The source of the instability was really hard to track down, but it seems to be the automatic spawning of FastCGI processes by the web-server, and lighttpd failing to handle a SIGCHLD somewhere when a child process crashes. To sort this out, I just converted all the Ruby on Rails setups (this blog and Nick’s) to use an external spawn.
This only leaves our Mercurial vhost hg.recoil.org to switch to using FastCGI, and I couldn’t find a module for this anywhere and so lashed up some Python glue to do the job.
You can download the small distribution for Mercurial 0.9 (hg-fcgi-0.9.tar.gz). It has a FastCGI library written by someone else, the Python files to glue the Mercurial and FastCGI libraries together, and a simple rc script to launch the external web process.

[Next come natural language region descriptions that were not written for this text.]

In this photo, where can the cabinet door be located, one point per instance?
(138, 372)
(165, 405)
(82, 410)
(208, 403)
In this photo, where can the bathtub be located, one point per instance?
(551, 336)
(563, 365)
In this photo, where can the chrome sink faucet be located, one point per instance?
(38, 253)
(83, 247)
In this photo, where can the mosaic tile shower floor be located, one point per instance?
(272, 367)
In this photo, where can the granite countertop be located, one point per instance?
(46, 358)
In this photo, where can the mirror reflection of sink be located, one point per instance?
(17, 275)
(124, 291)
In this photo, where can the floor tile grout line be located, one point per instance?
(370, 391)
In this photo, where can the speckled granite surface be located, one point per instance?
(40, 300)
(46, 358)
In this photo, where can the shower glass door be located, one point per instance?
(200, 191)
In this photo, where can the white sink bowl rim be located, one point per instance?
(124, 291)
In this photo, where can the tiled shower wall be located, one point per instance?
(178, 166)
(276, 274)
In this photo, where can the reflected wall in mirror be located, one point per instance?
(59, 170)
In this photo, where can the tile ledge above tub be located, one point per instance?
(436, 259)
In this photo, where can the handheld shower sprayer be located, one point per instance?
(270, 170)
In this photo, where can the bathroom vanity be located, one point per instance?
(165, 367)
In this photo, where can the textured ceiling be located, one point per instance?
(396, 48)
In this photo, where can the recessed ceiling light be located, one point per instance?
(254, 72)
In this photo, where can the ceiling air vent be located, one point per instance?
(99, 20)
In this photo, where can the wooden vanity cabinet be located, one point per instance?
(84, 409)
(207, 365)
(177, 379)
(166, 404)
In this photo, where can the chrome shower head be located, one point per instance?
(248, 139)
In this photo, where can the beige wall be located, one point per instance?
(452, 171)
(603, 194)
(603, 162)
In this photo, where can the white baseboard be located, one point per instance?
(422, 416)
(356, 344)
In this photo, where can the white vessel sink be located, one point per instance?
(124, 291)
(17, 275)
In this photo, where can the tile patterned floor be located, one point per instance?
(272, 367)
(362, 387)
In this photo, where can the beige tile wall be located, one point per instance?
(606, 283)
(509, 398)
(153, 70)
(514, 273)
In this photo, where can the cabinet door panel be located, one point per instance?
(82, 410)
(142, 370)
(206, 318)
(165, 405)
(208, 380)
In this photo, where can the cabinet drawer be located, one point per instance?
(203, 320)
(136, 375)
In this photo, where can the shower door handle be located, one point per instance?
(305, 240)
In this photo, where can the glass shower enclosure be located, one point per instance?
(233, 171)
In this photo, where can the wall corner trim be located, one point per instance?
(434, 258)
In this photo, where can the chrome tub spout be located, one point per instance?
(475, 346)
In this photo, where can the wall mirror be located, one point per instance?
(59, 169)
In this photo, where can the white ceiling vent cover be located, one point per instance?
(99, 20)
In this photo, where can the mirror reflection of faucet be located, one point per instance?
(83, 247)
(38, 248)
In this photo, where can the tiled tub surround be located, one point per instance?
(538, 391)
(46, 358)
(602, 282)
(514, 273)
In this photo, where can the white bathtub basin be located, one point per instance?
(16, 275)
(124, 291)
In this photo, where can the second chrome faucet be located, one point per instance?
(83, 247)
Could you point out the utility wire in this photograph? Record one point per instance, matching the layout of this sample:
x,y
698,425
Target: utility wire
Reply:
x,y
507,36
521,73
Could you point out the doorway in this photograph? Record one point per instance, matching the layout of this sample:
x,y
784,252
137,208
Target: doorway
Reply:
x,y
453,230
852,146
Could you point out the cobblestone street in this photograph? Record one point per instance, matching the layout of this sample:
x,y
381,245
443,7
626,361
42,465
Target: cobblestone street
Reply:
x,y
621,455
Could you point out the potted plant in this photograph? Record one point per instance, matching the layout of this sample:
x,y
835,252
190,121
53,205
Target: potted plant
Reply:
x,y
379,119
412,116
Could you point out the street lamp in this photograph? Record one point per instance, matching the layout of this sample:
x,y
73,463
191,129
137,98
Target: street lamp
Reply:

Instructions are for lighttpd… install the Python files somewhere, modify them to point to the Mercurial directory, run the rc script to start the daemon, and then add something similar to the following to your lighttpd config file:
fastcgi.server = ( ".fcgi" => ( "localhost" => ( "socket" => "/var/cache/fcgi/sites/hg.recoil.org/dirsock" )), ".hg" => ( "localhost" => ( "socket" => "/var/cache/fcgi/sites/hg.recoil.org/sock" )), )
Also add “index.fcgi” to index-file.names in the config file, and touch it in the vhost directory to create an empty file (this is to avoid getting a 404 error and instead pass it through to the FastCGI process). Similarly, touch a .hg file for every repository you want to serve. You could do this differently by passing through a URL prefix and modifying the Python appropriately, but I prefer finer control over what we’re serving.
Hope this is useful; I won’t bother submitting it back to the Mercurial list as it looks like the official hg repo has a different code layout; I’ll check it out later on when I have a bit more time and integrate properly.
I have no idea whether or not this will actually improve our stability, but it’s at least easier to move onto a different web-server now that everything is FastCGI. All I need now is an OpenBSD/php5-fastcgi port, which doesn’t seem to exist (yet).